Song of Songs 1:1 Solomon’s Song of Songs.
This book celebrates romantic love as one of God’s best gifts. It was probably written by Solomon around 950 BC. The title means it is the best of songs, which is appropriate given the rapturous experience it describes. The language is surprisingly sensual, but its inclusion in the Bible shows that God approves of sexual expression in marriage. It is never quoted or alluded to in the New Testament, but marital love does reflect the love of Christ for his church (Ephesians 5:32).
Song of Songs 1:2 Let him kiss me with the kisses of his mouth—for your love is more delightful than wine.
Most of the song is written from the perspective of the woman, and here she expresses her powerful longing for the affection of her husband. She is not passive or shy, but surprisingly forward and clear.
This reminds us of Adam and Eve in the Garden of Eden. Adam and his wife were both naked, and they felt no shame (Genesis 2:25), wrote Moses. God designed them for physical union, and they were happy being naked. After they sinned, they covered themselves with fig leaves (Genesis 3:7), but at first, they ware unashamed. This is God’s ideal for marriage.
Song of Songs 2:15 Catch for us the foxes, the little foxes that ruin the vineyards.
Foxes are pests that will destroy a vineyard if they are not stopped; and little problems will destroy a relationship if they are not resolved. Relationships are not only ruined by big problems, but by many little problems that are not taken care of.

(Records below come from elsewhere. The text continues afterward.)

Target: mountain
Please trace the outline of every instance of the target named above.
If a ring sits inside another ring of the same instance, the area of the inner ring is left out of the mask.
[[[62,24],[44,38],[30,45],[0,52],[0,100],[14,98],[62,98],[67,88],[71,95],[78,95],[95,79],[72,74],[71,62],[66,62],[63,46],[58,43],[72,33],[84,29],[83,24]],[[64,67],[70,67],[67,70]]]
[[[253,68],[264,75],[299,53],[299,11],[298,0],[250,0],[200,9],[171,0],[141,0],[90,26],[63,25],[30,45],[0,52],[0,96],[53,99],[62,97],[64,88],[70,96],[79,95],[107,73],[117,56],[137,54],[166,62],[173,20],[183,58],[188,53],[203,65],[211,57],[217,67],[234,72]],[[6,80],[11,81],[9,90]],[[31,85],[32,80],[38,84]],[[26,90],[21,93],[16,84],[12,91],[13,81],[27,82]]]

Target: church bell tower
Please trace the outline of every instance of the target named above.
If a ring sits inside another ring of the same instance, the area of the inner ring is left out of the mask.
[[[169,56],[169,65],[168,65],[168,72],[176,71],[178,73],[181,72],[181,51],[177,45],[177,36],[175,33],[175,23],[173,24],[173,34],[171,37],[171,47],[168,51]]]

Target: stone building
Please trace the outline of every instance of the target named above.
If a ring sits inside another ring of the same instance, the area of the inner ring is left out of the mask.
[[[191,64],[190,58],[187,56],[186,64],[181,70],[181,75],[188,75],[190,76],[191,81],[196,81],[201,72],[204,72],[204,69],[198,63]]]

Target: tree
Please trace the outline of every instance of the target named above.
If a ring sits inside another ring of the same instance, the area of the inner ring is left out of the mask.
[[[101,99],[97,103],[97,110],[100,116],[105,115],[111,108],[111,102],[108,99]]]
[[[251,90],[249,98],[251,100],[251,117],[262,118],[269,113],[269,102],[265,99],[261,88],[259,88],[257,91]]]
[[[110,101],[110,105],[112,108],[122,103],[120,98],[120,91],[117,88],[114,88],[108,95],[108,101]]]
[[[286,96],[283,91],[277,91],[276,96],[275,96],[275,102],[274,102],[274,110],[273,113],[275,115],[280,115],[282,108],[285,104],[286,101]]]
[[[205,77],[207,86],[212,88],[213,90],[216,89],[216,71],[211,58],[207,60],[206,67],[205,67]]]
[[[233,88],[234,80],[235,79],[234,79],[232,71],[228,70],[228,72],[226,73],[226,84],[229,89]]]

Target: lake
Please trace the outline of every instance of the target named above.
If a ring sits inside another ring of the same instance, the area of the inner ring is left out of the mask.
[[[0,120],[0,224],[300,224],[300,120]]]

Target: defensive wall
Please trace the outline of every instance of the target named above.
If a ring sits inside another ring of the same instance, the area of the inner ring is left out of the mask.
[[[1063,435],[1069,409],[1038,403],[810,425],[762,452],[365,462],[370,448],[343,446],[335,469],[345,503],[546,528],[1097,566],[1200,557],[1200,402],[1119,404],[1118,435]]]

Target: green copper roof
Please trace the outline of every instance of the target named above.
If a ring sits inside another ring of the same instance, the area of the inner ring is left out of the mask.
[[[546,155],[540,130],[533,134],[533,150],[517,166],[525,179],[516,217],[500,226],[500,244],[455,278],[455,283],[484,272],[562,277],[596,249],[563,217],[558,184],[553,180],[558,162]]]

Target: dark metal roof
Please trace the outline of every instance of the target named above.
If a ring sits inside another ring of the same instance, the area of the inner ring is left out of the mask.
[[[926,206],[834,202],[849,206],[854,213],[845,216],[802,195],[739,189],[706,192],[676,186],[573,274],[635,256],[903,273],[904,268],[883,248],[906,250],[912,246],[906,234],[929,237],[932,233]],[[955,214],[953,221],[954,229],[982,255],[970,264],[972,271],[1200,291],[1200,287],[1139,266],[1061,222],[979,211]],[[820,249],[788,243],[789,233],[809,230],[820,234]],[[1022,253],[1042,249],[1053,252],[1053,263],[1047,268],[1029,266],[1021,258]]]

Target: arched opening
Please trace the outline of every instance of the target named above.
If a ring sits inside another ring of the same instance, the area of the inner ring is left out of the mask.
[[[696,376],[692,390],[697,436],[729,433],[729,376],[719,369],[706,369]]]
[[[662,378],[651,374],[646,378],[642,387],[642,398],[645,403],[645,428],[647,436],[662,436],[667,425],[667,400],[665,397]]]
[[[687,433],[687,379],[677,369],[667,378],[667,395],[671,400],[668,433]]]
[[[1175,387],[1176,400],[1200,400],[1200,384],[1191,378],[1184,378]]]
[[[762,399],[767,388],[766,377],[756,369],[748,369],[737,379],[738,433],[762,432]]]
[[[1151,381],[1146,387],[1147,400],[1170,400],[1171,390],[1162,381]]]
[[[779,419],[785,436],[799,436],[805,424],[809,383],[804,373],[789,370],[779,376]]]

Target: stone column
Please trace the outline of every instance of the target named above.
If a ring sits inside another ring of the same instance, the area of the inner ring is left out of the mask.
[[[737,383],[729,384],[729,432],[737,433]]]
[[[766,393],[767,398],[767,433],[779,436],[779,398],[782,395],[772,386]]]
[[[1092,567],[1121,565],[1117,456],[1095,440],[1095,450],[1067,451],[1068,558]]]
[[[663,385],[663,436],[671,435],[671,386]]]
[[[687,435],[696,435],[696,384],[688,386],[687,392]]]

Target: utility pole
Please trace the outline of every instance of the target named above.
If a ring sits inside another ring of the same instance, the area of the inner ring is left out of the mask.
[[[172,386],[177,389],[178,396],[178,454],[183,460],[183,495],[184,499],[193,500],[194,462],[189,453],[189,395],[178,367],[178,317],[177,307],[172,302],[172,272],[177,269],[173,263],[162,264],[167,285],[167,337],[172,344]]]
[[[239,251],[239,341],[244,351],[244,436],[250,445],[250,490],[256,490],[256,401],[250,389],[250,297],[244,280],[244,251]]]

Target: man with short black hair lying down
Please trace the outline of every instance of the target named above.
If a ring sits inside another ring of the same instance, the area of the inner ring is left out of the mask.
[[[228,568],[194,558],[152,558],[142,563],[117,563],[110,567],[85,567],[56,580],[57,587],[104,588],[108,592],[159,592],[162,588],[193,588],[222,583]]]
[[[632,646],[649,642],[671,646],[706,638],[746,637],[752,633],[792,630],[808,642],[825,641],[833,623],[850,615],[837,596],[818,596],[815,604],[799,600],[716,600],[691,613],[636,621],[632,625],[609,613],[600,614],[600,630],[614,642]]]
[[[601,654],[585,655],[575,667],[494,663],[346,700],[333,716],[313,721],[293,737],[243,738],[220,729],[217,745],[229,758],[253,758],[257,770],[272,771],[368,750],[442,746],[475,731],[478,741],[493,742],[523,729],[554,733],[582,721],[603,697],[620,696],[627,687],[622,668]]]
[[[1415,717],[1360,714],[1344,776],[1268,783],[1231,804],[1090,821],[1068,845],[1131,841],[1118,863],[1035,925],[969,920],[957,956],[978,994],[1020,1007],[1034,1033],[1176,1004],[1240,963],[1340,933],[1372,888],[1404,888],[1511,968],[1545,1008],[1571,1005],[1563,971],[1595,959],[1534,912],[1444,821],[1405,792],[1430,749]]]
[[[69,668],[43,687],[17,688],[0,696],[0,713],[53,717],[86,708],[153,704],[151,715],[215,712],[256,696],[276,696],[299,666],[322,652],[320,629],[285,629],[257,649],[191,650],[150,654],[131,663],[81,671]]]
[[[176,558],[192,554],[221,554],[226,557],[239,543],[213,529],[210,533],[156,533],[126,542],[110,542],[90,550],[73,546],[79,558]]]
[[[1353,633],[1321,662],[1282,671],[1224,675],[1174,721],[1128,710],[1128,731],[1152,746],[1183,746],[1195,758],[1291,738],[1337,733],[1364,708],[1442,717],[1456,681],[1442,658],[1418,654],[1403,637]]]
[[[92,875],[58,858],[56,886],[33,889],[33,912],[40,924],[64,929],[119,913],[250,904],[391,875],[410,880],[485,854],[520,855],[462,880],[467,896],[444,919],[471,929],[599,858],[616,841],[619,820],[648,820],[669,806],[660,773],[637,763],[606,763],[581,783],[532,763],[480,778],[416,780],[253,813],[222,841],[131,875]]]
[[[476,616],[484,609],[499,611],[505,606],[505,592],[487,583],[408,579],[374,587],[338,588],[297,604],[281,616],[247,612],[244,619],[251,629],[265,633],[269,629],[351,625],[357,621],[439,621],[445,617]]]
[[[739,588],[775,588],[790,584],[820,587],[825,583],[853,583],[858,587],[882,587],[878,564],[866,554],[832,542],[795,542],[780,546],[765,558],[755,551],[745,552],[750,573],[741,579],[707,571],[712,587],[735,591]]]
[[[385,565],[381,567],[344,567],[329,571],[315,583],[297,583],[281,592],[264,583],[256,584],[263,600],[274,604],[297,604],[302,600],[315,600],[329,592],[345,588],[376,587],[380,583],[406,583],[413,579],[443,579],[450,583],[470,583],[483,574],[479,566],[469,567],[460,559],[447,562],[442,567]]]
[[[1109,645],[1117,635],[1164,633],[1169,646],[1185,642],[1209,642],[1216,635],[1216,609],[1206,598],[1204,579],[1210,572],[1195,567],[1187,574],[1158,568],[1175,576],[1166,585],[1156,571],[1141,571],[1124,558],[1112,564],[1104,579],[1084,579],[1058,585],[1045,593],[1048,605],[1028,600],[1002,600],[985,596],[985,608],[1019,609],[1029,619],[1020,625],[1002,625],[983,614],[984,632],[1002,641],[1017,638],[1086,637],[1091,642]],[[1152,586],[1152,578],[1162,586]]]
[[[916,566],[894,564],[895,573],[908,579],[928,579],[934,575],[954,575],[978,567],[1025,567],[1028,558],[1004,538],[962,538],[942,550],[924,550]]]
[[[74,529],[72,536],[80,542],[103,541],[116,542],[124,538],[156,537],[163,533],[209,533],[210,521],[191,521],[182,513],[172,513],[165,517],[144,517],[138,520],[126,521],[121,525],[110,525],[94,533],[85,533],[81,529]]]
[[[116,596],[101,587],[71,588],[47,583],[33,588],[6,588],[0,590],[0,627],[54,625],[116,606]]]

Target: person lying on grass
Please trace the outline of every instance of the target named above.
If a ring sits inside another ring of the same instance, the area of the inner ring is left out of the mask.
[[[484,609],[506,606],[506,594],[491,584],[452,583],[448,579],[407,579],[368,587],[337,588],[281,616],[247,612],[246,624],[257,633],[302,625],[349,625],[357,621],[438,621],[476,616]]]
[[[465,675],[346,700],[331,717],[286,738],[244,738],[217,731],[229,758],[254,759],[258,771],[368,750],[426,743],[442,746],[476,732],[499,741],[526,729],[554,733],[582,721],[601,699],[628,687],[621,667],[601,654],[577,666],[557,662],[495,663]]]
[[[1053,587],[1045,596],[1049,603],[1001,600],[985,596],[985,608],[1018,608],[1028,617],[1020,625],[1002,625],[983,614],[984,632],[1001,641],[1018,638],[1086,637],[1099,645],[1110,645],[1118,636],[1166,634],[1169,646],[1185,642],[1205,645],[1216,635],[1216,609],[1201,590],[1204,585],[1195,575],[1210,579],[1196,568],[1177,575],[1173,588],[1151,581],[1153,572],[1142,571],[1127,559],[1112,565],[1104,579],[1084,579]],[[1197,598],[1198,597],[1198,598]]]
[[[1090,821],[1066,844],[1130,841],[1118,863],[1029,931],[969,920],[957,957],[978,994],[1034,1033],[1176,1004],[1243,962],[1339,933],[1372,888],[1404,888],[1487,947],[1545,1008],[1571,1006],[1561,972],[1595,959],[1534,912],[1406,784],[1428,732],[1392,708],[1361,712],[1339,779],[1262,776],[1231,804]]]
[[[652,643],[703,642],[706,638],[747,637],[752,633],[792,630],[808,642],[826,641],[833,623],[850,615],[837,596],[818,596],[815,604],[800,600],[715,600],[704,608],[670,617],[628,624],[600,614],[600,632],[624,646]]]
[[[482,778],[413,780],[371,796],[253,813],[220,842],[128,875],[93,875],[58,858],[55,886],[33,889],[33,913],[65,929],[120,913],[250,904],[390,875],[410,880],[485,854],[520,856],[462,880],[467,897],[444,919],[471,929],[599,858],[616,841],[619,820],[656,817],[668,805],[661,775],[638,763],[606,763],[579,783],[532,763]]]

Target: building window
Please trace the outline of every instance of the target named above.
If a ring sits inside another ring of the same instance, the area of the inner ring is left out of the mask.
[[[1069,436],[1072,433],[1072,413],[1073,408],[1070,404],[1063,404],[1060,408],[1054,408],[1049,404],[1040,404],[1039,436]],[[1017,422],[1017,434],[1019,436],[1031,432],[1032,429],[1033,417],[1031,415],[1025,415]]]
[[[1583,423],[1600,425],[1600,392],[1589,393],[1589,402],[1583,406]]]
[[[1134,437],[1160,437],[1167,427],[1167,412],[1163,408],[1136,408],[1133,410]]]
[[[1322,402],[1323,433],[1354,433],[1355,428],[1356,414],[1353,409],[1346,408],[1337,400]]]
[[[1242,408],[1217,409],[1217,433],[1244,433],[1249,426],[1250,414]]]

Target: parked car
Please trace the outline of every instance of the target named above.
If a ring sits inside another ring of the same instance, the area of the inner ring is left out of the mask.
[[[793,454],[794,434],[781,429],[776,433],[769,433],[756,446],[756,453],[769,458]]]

Husbands and wives should be open about the little ways they annoy each other. Neither should assume the other knows what is troubling them—that is not fair or reasonable. Little annoyances should be expressed without nagging (Proverbs 21:19), and then resolved. Good relationships can become even better by eliminating little problems quickly.
Song of Songs 4:1 How beautiful you are, my darling! Oh, how beautiful! Your eyes behind your veil are doves. Your hair is like a flock of goats descending from the hills of Gilead.
The husband often extols the beauty of his wife with images that do not translate well into other cultures. Both were apparently beautiful, and he gave her the approval she desired.
Relationships can only flourish through positive reinforcement. One study showed that it takes nine compliments to offset every criticism. This is why few things are more important to being happily married than expressing appreciation. Wisdom finds the best qualities in a spouse, and reinforces them constantly.
Song of Songs 4:16 Let my beloved come into his garden and taste its choice fruits.
Again the woman is surprisingly forward in her request for sex. The husband should fulfill his marital duty to his wife, and likewise the wife to her husband. The wife does not have authority over her own body but yields it to her husband. In the same way, the husband does not have authority over his own body but yields it to his wife (1 Corinthians 7:3-4), wrote Paul. Sexual attentiveness is important to marital happiness.
Song of Songs 7:10 I belong to my beloved, and his desire is for me.
The exclusive nature of this couple’s relationship gave them reason to rejoice. She belonged to him alone, and he belonged to her alone. That is why a man leaves his father and mother and is united to his wife, and they become one flesh (Genesis 2:24), wrote Moses.
Many find happiness in marriage they could not find anywhere else. It is the most binding of human relationships, and provides the needed security for love to flourish. That is why marriage often begins with vows to love, honor and cherish until death.
A Christian man married a delightful young lady who was struck by lightning on their honeymoon. She was suddenly paralyzed, but due to their vows, the marriage was secure. They remained together until she died, thirty-nine years later (BB Warfield and Annie Kinkaid). Marriage is a commitment for life, and should not be entered into without this kind of resolve.
Song of Songs 8:7 Many waters cannot quench love; rivers cannot sweep it away. If one were to give all the wealth of one’s house for love, it would be utterly scorned.
Love is so strong it cannot be quenched, and is better than wealth by far. It is why Jesus left his throne in heaven to die on a cross for our sins. This is how we know what love is: Jesus Christ laid down his life for us (1 John 3:16), wrote John.
Even the best marriage is only a faint reflection of the love that Jesus has for his bride. There will be no marriage in the age to come (Matthew 22:30), because the church will be married to Christ. [A]s a bridegroom rejoices over his bride, so will your God rejoice over you (Isaiah 62:5), wrote Isaiah. The deepest longing of our hearts will be fulfilled, and our passionate love will never fade.
Reflection and Review
Why is marriage the best context for sex?
Why should little problems be settled quickly?
How can sinners stay happily married?